MNIST Handwritten Digits Classification using various classifiers

Dataset

Using a subset of the extremely popular simple data set MNIST. This data set has many images of handwritten digits 0 to 9. i.e., 10
classes. Each image is of size 28 ×28. In our subset there are 7000 images in total from 10 classes, out of which 6000
are for training and 1000 are for testing.

Classification Methods

Soft Max based classification
Majority vote based classification using Logistic Regression
Support Vector Machine
MLP Classifier
Autoencoders
MLP Classifier with Autoencoder
K-means

Accuracies Obtained from the above methods

Softmax has an accuracy of 88.7 percent on the test data.
Majority method has an accuracy of 90.1 percent. The accuracy is higher as we are taking maximum of all the local maximums. The confusion matrix is as follows:

In the Support Vector Machine Method the data is reduced to two dimensions by Principal Component Analysis which is multiplication by the first two eigen vectors of the covariance matrix of data. The accuracy for C=0.00000000003 is 95.5 and C=1000000000000 is 96.5. The Decision Boundary and Support Vectors are as follows:

MLP Classifier is used with to hidden layers of 1000 neurons, a learning rate of 0.0001 and 100 iterations. The accuracy is 99 percent. The Learning curve is as follows:
On MNIST training datset an undercomplete autoencoder was used for feature learning and the “reconstruction error” Vs “hidden neurons” was plotted and analysed for various optimizers like SGD with and without momentum, Adam, RMSProp. The structure of encoder uses 2 fully connected layers with ReLU activation and 256 hidden neurons with 64 outputs. The structure of the decoder is similar to encoder with 64 inputs and 256 hidden neurons.

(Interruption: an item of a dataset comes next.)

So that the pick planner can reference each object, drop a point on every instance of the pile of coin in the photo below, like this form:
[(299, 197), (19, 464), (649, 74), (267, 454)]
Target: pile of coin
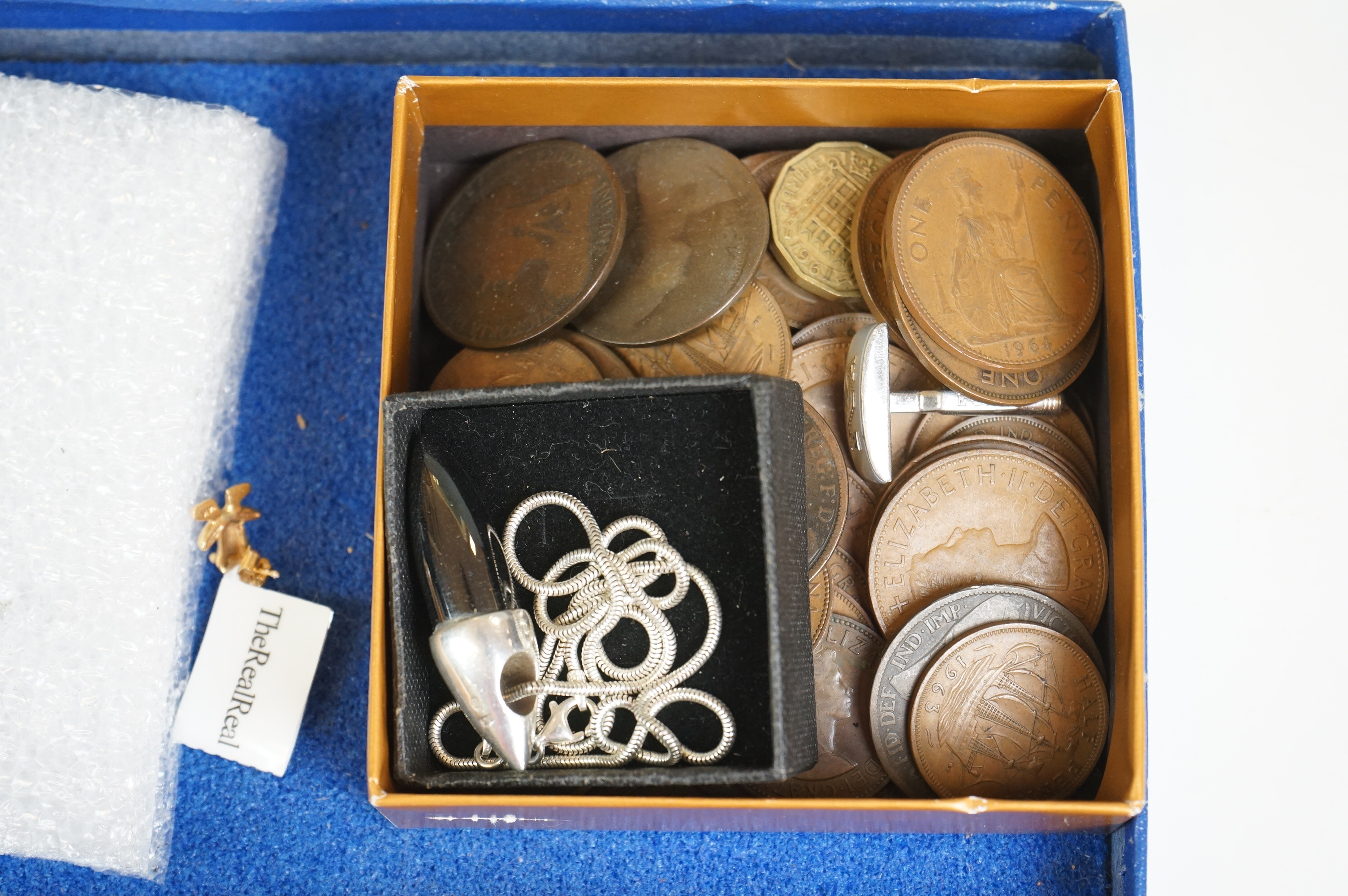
[(952, 612)]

MLP training on MNIST data set for varying learning rates with exponenial annealing and varying initialisation using Pytorch.The structure used is two fully connected layers with ReLU and softmax activation respectively with 256 hidden neurons.The minimum reconstruction error is observed with Xavier initialization and learning rate of 0.1.

Using the encoded representation obtained from the trained autoencoder, training the MLP classifier and training with raw pixels and comparing accuracy.

Taking 100 samples of each digit from MNIST, reducing the dimensions to 2 using PCA and applying K-Means with K=10 and plotting the results. Further K-Means used with 5 different random initializations including the ground truth. The goodness of the cluster is calculated using the Adjusted Rand index, Mutual Information and the V measure. The observation is that the value of these measures are very low because the MNIST dataset is not present in clusters.